— Подожди…
Пашка вдруг встал и пошел к задернутому окну, а Ленка приподняла голову, непонимающе глядя на его голую спину и джинсы, которые он придерживал на бедрах руками. Потому что они расстегнуты, ватно подумалось ей, падают, он их уже расстегнул. Но встал и ушел, туда, где музыка, там магнитофон и Крис Норман бархатным хрипловатым голосом поет о полуночной леди. А джинсы расстегнуты, желтый свет ложится на гибкую спину, вот он наклонился, что-то там делая с кассетой, и музыка замолчала, щелкнула тугая кнопка, еле слышно шелестя лентой. Пашка выпрямился, поворачиваясь, и Ленка поспешно закрыла глаза, чтоб не видеть, как он идет обратно, поддергивая на голой талии джинсы.
Лежала, будто ей вкололи наркоз, она не знает, как это, но читала, что человек все видит и знает, но не может пошевелиться и ничего не чувствует. Наверное, сейчас наркозом ей стало собственное решение.
И вот она видит…
В желтом сумраке закрытых штор Пашкино внимательное лицо, над ней, совсем близко, и его губы на ее щеке, дыхание пахнет сигаретами, а шампанского он не купил, сказал, открывая ей двери и разводя руками, морща короткий нос:
— Прости, Ленуся, мне еще в вечернюю сегодня пахать, так что ну его.
Она кивнула, входя, и положила сумку на кресло, села на краешек рядом, стараясь не смотреть на раскиданные простыни и скомканное одеяло, подушку у самого ковра, целиком закрывающего стену. Внутри все стукало и дергалось, и на себя тоже смотреть не было возможности, потому что, и правда, сбежала после второго урока, как и обещала, и шла одна, вдумчиво проводя пальцем по теплому дереву штакетника вдоль тротуара. То есть, она была в школьной своей юбке, малиновой, расклешенной, с глубокими модными карманами, и в беленькой рубашке, с которой, спохватившись, сняла комсомольский значок, для того, чтоб меньше походить на школьницу. Но кто же носит темную юбку и белую рубашку весенним днем, неся на плече сумку с учебниками и тетрадями, конечно, только школьницы.

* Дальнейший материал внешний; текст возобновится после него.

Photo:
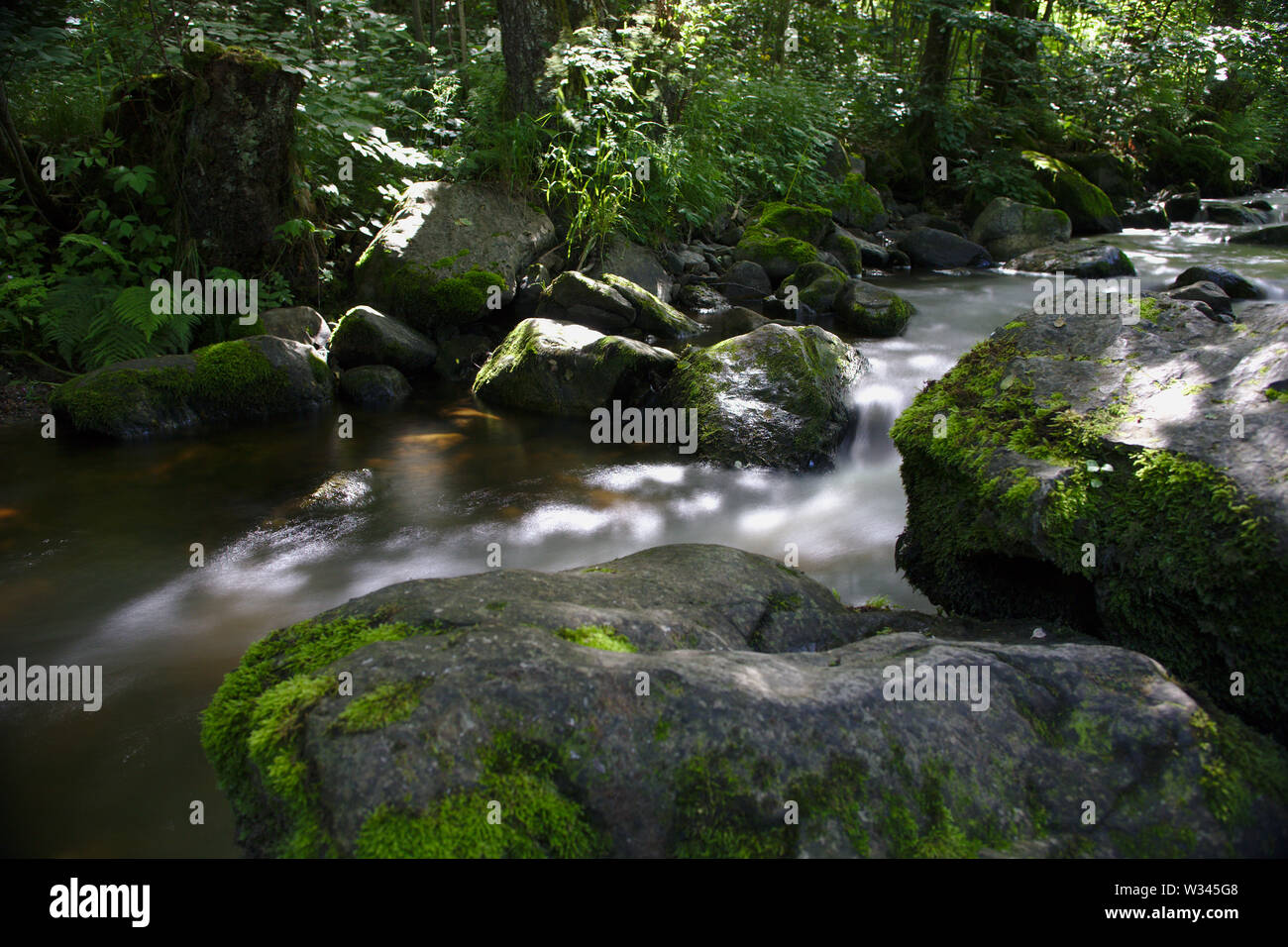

Так и Пашка ей сказал, улыбаясь, и выталкивая из комнаты свою старушку-псинку:
— Я думал вообще придешь в фартуке, с оборками там.
— Ага. И с галстуком, пионерским, — пошутила Ленка, следя за голосом.
Пашка немного удивился, кивнул.
Теперь юбка и рубашка лежали в кресле, горбом накрывая сумку, а Ленка какое-то время не могла думать ни о чем другом, только о том, что у нее на лямочках лифчика разные пуговки, одна — синяя, торопилась и пришила давно, еще зимой, так и носит. Но они целовались, и в этом почти не было нового, потому что с Пашкой они целовались не раз и иногда подолгу, пока Ленка не начинала отпихивать его руки, совсем уже растрепанная. Но вот он встал, и глядя на его спину: с талии сваливаются джинсы, конец ремня свисает, трогая бедро, она поняла — это было уже совсем так — бесповоротно. А тут еще и музыка замолчала почему-то. Только в кухне скреблась старая маленькая собачка, деликатно повизгивая.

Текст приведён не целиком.